Monday, April 30, 2018

HCatalog: Find Hive table name from file path

I believe I have talked about this logic multiple times.  But still be asked, so decide to document it so I will only need to send a link to this page next time when I am asked again.

From /etc/hive/conf/hive-site.xml, looking for the following property so you will know where is the root location for all hive tables:

  <property>
    <name>hive.metastore.warehouse.dir</name>
    <value>/user/hive/warehouse</value>
  </property>

Then, your hive file should look like:

hdfs://cdh1.host:8020/user/hive/warehouse/table_name/2018-01-01/.../file_000000

Do a substring search for "/user/hive/warehouse" and the table name is just right after it (of course, need to filter out the /).
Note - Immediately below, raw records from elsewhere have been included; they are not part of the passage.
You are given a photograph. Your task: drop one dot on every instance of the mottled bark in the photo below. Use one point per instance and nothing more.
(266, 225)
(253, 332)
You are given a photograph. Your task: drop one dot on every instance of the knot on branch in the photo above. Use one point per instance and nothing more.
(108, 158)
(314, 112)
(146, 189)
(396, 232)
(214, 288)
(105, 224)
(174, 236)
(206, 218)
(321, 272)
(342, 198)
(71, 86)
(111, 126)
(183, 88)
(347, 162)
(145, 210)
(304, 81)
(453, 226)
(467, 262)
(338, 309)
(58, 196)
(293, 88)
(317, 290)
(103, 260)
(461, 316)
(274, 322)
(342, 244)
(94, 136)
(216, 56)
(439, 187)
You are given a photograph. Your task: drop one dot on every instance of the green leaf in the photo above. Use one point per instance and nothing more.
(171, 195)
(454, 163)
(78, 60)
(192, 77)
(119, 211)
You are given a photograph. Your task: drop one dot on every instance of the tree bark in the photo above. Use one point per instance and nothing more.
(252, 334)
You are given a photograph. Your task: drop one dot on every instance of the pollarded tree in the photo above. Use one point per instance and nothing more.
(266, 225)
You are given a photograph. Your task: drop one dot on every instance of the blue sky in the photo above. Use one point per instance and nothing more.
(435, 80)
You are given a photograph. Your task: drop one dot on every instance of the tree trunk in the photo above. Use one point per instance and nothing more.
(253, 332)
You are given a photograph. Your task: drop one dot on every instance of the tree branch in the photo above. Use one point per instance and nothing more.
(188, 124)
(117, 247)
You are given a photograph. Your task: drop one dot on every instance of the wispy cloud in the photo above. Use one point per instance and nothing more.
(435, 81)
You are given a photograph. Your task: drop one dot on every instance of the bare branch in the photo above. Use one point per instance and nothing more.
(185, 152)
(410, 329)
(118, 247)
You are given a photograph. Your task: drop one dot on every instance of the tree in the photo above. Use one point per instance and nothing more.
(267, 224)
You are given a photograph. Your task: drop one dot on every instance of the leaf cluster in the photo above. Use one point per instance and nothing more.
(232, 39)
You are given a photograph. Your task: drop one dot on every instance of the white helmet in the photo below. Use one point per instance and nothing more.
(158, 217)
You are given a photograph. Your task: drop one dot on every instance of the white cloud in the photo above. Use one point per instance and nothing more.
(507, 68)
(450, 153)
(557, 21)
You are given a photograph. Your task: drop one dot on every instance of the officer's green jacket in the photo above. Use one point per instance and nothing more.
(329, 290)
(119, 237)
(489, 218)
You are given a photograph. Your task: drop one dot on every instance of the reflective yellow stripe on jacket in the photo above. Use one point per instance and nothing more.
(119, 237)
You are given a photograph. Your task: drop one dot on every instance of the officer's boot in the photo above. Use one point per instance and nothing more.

Above algorithm only works if a user uses default location and default database.

If a table is under non-default database, the full path will be something like:

hdfs://cdh1.host:8020/user/hive/warehouse/database_name.db/table_name/2018-01-01/.../file_000000

If a user specifies the 'Location' when defining Hive table (as in the following example), we have to use HiveMetaStoreClient to get the table name.  This is the external table case.

CREATE EXTERNAL TABLE weatherext ( wban INT, date STRING)
ROW FORMAT DELIMITED
FIELDS TERMINATED BY ‘,’
LOCATION ‘ /hive/data/weatherext’;

BTW, the way to get file path for a Hive table is to issue the following command from hive command line:

DESCRIBE FORMATTED table_name

Trie is the right data structure to hold locations so we can use do substring match for location given a full path of an HDFS file.  We can build a location to table name hash map, so we can get the table name once we get the location from the full path.

Caching all locations in trie can cause high memory usage if you have millions of Hive tables.  Also, need to update such trie when a new external table is created.